Works on everything too, tablets, laptops, supports ms surface etc and is free for public drawings.

The explore page on our website also shows you what others have drawn so also check that out. https://collusionapp.com/explore

I don't know if I'd say it's really the same. There's tons of drawing apps, but this is much more of a nostalgic thing, and it's for kids.

Also, it's open source, which is a huge draw. (I'm going to be porting it to a web platform... probably tonight, I'm excited.)

Depends what you mean by kids, but actually we did a lot of work with schools and the kids love it.
It's worth mentioning TuxPaint[1], which has been around for over a decade. That said, well done! There's no reason we shouldn't have plenty of choices for free and open source childrens software.

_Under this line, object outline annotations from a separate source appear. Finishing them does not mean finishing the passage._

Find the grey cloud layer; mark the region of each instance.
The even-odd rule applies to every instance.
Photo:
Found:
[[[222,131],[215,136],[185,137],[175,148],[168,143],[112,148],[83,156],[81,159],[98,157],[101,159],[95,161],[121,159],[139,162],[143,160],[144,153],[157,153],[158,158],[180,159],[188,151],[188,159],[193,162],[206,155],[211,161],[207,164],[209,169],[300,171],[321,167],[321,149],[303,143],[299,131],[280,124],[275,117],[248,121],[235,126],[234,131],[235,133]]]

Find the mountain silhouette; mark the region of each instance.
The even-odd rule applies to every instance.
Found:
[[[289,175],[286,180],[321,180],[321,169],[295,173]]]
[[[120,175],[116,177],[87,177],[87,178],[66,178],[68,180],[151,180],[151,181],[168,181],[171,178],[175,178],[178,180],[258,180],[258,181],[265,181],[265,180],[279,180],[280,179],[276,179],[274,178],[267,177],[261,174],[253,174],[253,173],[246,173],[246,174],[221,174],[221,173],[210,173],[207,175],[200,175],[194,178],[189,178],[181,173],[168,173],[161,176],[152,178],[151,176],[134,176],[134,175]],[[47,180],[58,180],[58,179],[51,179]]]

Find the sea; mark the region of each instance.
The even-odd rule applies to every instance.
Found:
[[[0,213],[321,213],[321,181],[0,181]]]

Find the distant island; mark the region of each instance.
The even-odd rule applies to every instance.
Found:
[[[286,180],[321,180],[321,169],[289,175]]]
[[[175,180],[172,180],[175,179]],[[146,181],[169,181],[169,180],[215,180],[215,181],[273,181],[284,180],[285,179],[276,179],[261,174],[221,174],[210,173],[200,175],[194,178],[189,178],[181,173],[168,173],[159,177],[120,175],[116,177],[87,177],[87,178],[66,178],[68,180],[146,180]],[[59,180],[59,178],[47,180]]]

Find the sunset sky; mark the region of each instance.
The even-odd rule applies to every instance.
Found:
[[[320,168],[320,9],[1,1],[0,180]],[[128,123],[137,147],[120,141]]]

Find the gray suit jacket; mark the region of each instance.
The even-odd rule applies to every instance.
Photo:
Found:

1: http://www.tuxpaint.org/

I've never heard of KidPix before but KiddoPaint seems like a web based less colourful TuxPaint - always loved the sound effects, the kids liked them too.
Sorry for asking here, but does anybody know of a web page where you get to see someone's drawing and then you write a caption for it, then someone else will have the caption open on their monitor and they get to draw it, and on and on? It was fun! Then I lost the URL...
The pencil sputters individual squares when you click and drag the mouse. It should draw a continuous line instead.
Fantastic. So many hours spent in MS Paint and friends when I was younger. Firing up your demo site made me feel like a kid again.

Great idea :)

Nice. This would actually make for a nice iPad app.
> 15-30min block at the end of each day over the span of about a month

Admire your speed ! It's a fun app with lots of nifty features.